One of the well-studied mutagenesis assays, referred to as adaptive or stress-induced mutagenesis, involves the accumulation of Lac+ reversions of a frameshift mutation over many days of incubation (Foster 2007). Stress-induced mutagenesis depends on a variety of regulatory pathways, leading to up-regulation of error-prone polymerases (Foster 2007; Al Mamun et al. 2012). Less clear is to what extent these mutations depend as well on a regulated decline in MMR (Harris et al. 1999). Certainly, in either growing or stationary-phase cells, deletion of MMR components significantly increases the level of mutagenesis (Supplemental Figs. S6A,B, S7B). Experiments overexpressing MMR genes from plasmids and testing for stress-induced mutagenesis have led to conflicting results (Foster et al. 1995; Foster 1999; Harris et al. 1999; Gutierrez et al. 2013), although, overall, the results suggest either that MMR is limiting in stationary phase or, possibly, that overproducing the MMR proteins blocks processes needed for stress-induced mutagenesis. Our results demonstrate that MutS levels are controlled by multiple Hfq-dependent mechanisms, and this down-regulation contributes significantly to elevated mutagenesis in stationary phase (Fig. 6).

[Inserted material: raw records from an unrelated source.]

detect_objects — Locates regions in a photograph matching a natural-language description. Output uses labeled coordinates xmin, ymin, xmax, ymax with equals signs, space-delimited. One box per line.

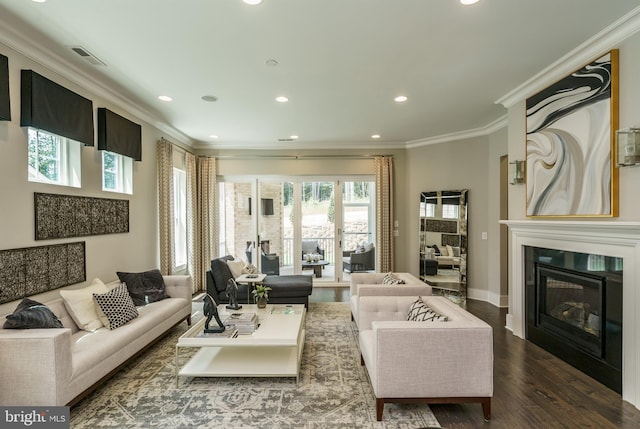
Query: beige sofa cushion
xmin=60 ymin=278 xmax=109 ymax=332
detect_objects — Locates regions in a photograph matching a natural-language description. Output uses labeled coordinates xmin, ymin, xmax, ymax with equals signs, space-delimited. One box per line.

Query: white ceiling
xmin=0 ymin=0 xmax=638 ymax=148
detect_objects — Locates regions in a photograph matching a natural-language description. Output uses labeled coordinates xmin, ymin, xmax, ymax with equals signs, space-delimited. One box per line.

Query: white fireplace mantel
xmin=500 ymin=220 xmax=640 ymax=409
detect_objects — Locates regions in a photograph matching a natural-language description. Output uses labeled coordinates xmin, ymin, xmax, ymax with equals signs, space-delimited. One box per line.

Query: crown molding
xmin=0 ymin=18 xmax=193 ymax=146
xmin=405 ymin=115 xmax=508 ymax=149
xmin=495 ymin=7 xmax=640 ymax=109
xmin=193 ymin=140 xmax=405 ymax=150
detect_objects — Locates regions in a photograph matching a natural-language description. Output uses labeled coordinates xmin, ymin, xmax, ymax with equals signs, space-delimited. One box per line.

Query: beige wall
xmin=0 ymin=45 xmax=172 ymax=281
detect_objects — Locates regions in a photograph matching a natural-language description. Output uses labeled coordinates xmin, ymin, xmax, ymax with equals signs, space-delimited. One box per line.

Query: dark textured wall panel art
xmin=34 ymin=192 xmax=129 ymax=240
xmin=0 ymin=241 xmax=87 ymax=304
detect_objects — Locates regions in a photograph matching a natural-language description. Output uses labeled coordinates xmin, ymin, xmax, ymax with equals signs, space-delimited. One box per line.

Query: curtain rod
xmin=206 ymin=155 xmax=393 ymax=160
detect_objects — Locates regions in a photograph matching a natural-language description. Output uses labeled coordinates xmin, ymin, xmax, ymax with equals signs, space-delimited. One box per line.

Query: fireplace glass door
xmin=536 ymin=264 xmax=606 ymax=357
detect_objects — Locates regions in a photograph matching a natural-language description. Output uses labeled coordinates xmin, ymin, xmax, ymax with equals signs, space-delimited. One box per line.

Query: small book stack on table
xmin=224 ymin=313 xmax=260 ymax=335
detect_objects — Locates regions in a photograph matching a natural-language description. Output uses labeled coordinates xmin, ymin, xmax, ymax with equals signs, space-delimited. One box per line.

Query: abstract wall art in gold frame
xmin=526 ymin=50 xmax=618 ymax=217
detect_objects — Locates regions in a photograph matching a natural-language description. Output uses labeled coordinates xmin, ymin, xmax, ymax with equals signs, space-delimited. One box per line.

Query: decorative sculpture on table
xmin=225 ymin=279 xmax=242 ymax=310
xmin=202 ymin=294 xmax=225 ymax=334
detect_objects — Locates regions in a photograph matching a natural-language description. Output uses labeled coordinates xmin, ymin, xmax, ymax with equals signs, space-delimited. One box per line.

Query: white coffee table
xmin=176 ymin=304 xmax=306 ymax=385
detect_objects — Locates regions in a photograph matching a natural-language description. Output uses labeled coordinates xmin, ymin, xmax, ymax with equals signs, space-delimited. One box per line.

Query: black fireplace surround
xmin=525 ymin=246 xmax=622 ymax=393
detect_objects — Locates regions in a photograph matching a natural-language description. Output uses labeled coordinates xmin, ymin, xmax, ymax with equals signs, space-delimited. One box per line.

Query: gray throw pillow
xmin=117 ymin=270 xmax=169 ymax=305
xmin=3 ymin=298 xmax=64 ymax=329
xmin=407 ymin=297 xmax=449 ymax=322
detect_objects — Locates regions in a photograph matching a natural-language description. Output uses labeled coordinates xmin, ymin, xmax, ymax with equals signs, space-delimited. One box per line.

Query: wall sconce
xmin=616 ymin=128 xmax=640 ymax=167
xmin=509 ymin=161 xmax=527 ymax=185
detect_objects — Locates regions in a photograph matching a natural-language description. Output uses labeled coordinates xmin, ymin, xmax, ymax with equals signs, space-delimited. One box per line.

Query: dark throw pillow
xmin=116 ymin=270 xmax=169 ymax=305
xmin=93 ymin=285 xmax=138 ymax=329
xmin=4 ymin=298 xmax=63 ymax=329
xmin=211 ymin=256 xmax=233 ymax=293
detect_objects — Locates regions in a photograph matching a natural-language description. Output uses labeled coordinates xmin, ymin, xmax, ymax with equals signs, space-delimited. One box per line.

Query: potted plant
xmin=252 ymin=285 xmax=271 ymax=308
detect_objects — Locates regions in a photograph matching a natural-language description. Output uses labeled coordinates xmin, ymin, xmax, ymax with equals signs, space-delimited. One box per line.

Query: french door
xmin=218 ymin=177 xmax=375 ymax=285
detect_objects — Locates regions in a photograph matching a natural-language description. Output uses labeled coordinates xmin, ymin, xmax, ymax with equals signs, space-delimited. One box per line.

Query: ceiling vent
xmin=71 ymin=46 xmax=106 ymax=66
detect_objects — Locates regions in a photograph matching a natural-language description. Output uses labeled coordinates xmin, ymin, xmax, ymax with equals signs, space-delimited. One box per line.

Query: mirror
xmin=420 ymin=189 xmax=469 ymax=305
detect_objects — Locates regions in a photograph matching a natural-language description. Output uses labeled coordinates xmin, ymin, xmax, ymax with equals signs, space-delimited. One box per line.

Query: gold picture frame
xmin=526 ymin=49 xmax=619 ymax=217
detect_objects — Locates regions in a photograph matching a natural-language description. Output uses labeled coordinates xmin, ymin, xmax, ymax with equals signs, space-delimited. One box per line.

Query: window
xmin=28 ymin=128 xmax=82 ymax=188
xmin=420 ymin=203 xmax=436 ymax=217
xmin=102 ymin=150 xmax=133 ymax=194
xmin=173 ymin=167 xmax=187 ymax=270
xmin=442 ymin=204 xmax=458 ymax=219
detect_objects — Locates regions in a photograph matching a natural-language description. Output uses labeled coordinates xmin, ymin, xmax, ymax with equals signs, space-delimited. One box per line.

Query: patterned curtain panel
xmin=374 ymin=156 xmax=395 ymax=273
xmin=156 ymin=139 xmax=176 ymax=275
xmin=194 ymin=157 xmax=218 ymax=290
xmin=185 ymin=152 xmax=196 ymax=292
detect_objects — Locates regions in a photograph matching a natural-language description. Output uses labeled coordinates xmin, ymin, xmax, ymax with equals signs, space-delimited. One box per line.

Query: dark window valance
xmin=98 ymin=107 xmax=142 ymax=161
xmin=0 ymin=55 xmax=11 ymax=121
xmin=20 ymin=70 xmax=93 ymax=146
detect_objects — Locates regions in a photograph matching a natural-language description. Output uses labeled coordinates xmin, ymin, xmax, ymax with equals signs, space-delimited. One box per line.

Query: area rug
xmin=71 ymin=303 xmax=440 ymax=429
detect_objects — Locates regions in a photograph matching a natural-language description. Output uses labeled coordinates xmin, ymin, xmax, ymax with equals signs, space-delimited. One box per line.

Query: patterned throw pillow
xmin=382 ymin=273 xmax=404 ymax=285
xmin=93 ymin=284 xmax=138 ymax=329
xmin=242 ymin=262 xmax=258 ymax=274
xmin=3 ymin=298 xmax=64 ymax=329
xmin=407 ymin=297 xmax=449 ymax=322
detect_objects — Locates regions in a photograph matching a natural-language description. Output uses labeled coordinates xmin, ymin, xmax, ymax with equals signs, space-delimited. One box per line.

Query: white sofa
xmin=358 ymin=296 xmax=493 ymax=421
xmin=349 ymin=273 xmax=431 ymax=326
xmin=0 ymin=276 xmax=192 ymax=406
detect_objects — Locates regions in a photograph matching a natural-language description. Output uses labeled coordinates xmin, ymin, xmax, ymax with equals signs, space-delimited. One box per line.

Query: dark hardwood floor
xmin=310 ymin=288 xmax=640 ymax=429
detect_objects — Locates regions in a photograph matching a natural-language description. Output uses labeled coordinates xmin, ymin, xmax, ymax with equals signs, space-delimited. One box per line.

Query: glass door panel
xmin=257 ymin=180 xmax=285 ymax=275
xmin=340 ymin=181 xmax=375 ymax=281
xmin=218 ymin=182 xmax=256 ymax=264
xmin=298 ymin=182 xmax=336 ymax=283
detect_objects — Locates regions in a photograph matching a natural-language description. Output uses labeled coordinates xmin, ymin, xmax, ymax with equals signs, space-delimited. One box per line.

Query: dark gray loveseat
xmin=207 ymin=255 xmax=313 ymax=307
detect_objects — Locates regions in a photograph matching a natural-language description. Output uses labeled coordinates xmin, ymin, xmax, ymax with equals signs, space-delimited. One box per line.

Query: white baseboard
xmin=467 ymin=288 xmax=509 ymax=308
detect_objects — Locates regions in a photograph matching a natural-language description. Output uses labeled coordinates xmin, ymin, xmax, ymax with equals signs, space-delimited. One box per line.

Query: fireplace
xmin=525 ymin=246 xmax=622 ymax=393
xmin=501 ymin=219 xmax=640 ymax=409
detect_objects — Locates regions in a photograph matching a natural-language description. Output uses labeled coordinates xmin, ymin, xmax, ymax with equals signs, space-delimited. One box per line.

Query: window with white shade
xmin=27 ymin=128 xmax=82 ymax=188
xmin=102 ymin=150 xmax=133 ymax=194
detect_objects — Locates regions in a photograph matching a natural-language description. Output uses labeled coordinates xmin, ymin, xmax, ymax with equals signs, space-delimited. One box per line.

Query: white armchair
xmin=358 ymin=296 xmax=493 ymax=421
xmin=349 ymin=273 xmax=431 ymax=326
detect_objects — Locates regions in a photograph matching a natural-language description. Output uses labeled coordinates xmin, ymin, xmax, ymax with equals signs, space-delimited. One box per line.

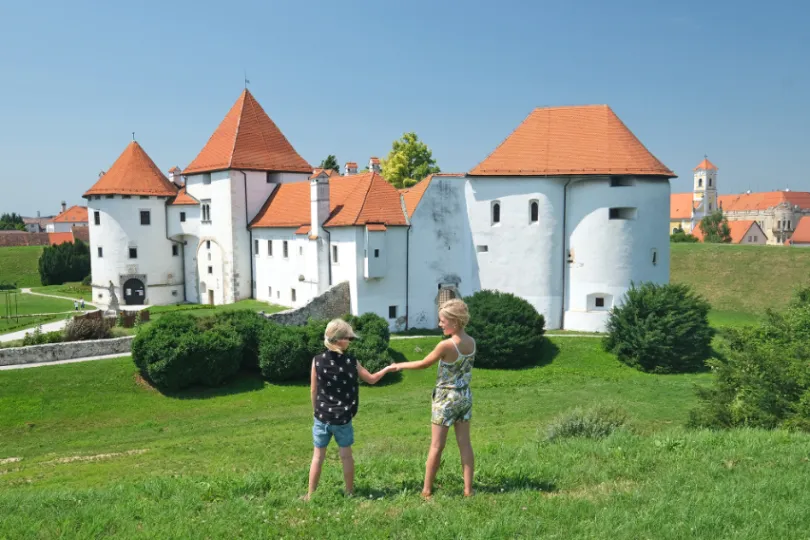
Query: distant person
xmin=304 ymin=319 xmax=393 ymax=501
xmin=394 ymin=299 xmax=475 ymax=499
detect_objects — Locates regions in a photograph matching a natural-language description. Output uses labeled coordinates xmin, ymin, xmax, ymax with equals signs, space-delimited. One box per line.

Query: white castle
xmin=84 ymin=90 xmax=674 ymax=330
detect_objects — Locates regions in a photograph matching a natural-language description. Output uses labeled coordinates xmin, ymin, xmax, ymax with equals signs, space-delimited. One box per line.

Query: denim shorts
xmin=312 ymin=418 xmax=354 ymax=448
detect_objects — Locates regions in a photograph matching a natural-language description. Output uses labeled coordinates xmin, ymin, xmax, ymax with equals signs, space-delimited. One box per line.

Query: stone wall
xmin=264 ymin=281 xmax=352 ymax=326
xmin=0 ymin=336 xmax=134 ymax=366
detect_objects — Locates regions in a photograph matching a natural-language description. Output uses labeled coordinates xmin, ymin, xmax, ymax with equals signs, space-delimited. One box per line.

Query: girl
xmin=394 ymin=299 xmax=475 ymax=499
xmin=304 ymin=319 xmax=393 ymax=501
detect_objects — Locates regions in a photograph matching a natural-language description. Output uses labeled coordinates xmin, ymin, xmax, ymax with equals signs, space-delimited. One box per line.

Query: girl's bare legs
xmin=422 ymin=424 xmax=450 ymax=498
xmin=340 ymin=446 xmax=354 ymax=495
xmin=304 ymin=447 xmax=326 ymax=501
xmin=455 ymin=422 xmax=475 ymax=497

RpoS has been implicated in stress-induced mutagenesis (Bjedov et al. 2003; Al Mamun et al. 2012; Gutierrez et al. 2013). The two sRNAs found to down-regulate MutS are both intimately involved in the RpoS stress response. ArcZ is one of three sRNAs that positively induce rpoS translation (Mandin and Gottesman 2010), and the second sRNA, SdsR, is transcribed by RpoS (Fig. 7B; Frohlich et al. 2012). In our stress-induced mutagenesis assay, deletion of SdsR or RpoS led to similar declines in the mutagenesis frequencies (Supplemental Fig. S7), suggesting that an important role of RpoS is for SdsR synthesis. Given the well-known role of RpoS in stimulating synthesis of error-prone polymerases (Layton and Foster 2003), the SdsR deletion effect is somewhat surprising, but possibly these polymerases are not rate-limiting for mutagenesis unless MutS is also decreased. Presumably because both sRNAs are highly expressed as cells enter stationary phase (Supplemental Fig. S3C), the effect of these sRNAs on MutS levels is likely exerted in stationary-phase cells (Fig. 2C). Other conditions that lead to increased expression of either sRNA (for instance, any signal leading to induction of RpoS or conditions relieving the ArcB/ArcA repression of ArcZ [Mandin and Gottesman 2010]) are expected to lower MutS levels. Using a mutS allele that specifically blocks ArcZ pairing, we observed a moderate increase in endogenous MutS protein (Fig. 2) and a significant decrease in all of our mutagenesis assays (Fig. 6).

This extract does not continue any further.